Ziggy always looks depressed, but he’s got a particularly traumatized expression on his weird, mushy face today. He’s sitting in that chair with a death grip on his little hat and a thousand-mile stare like he’s just received some terrible, terrible news. I’m not exactly sure what product or service brings one to the “Family Tree Genealogy” store/office/otherwise featureless room where a guy sits behind a desk; presumably you pay them money and they look up the same stuff on the Internet that you could have found for free in ten minutes if you weren’t a moron. Anyway, getting back to the mysterious little drama here, obviously Ziggy’s just been given some terrible news about his family, though I’d be hard-pressed to come up with what exactly a genealogist could say that would get you as worked up as our lovable loser is here. “Hmm, now where did I put your file … ah, here it is, Ziggy Hitler!
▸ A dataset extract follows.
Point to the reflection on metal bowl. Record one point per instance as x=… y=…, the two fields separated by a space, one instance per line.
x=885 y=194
Well, I have some interesting news about those European relatives…”

Apropos of nothing except that it’s simultaneously funny and horrifying, faithful reader Dub Not Dubya sent me this picture of a blobfish, which really more accurately should be called a Ziggyfish.

Spider-Man, 8/23/07

So, after robbing a bank, the Shocker is literally just standing around patiently surrounded by piles of money, waiting for the press to arrive, putting his fists on his hips so as to look as confidently villainous as he can once the cameras capture him. Of course, the press consists of erstwhile lovers J. Jonah Jameson and whatshername, the Romulan chick who now has a crush on Spider-Man; any supervillany is sure to be outshone by their squabbling. The only way Spider-Man can find out about all this is if he does the one thing most ingrained in his nature, but which he has sworn not to do: turn on the television. I think it’s safe to say that Spider-Man has finally given up and embraced camp.

Luann, 8/23/07

Oh, I do not like the look on TJ’s face in panel three. It’s one of discomfort, just starting to edge into outright pain. Is there a sharp, broken spring burrowing into someplace tender? Has Brad not actually sat in the chair? Did he make TJ his first test subject in an act of passive-aggressive revenge for the years the Teej has spent undermining his life?

Actually, now that I look at it again, it could just be flat-out rage. If there’s one thing TJ hates, it’s uncomfortable chairs. Don’t you dare offer him anything less than cushy … if you know what’s good for you.

For Better Or For Worse, 8/23/07

Desperate to make Elizabeth stop talking about Anthony — as any decent, normal person would be — Candace finally just changes the subject to herself in panel four.

The whole “Thérèse is an awful bitch” storyline is somewhat undermined by the fact that Anthony does, in fact, look like a fool in panel two. Nice jams, dude! Was 2003 the equivalent of 1988 in metric Canadian years?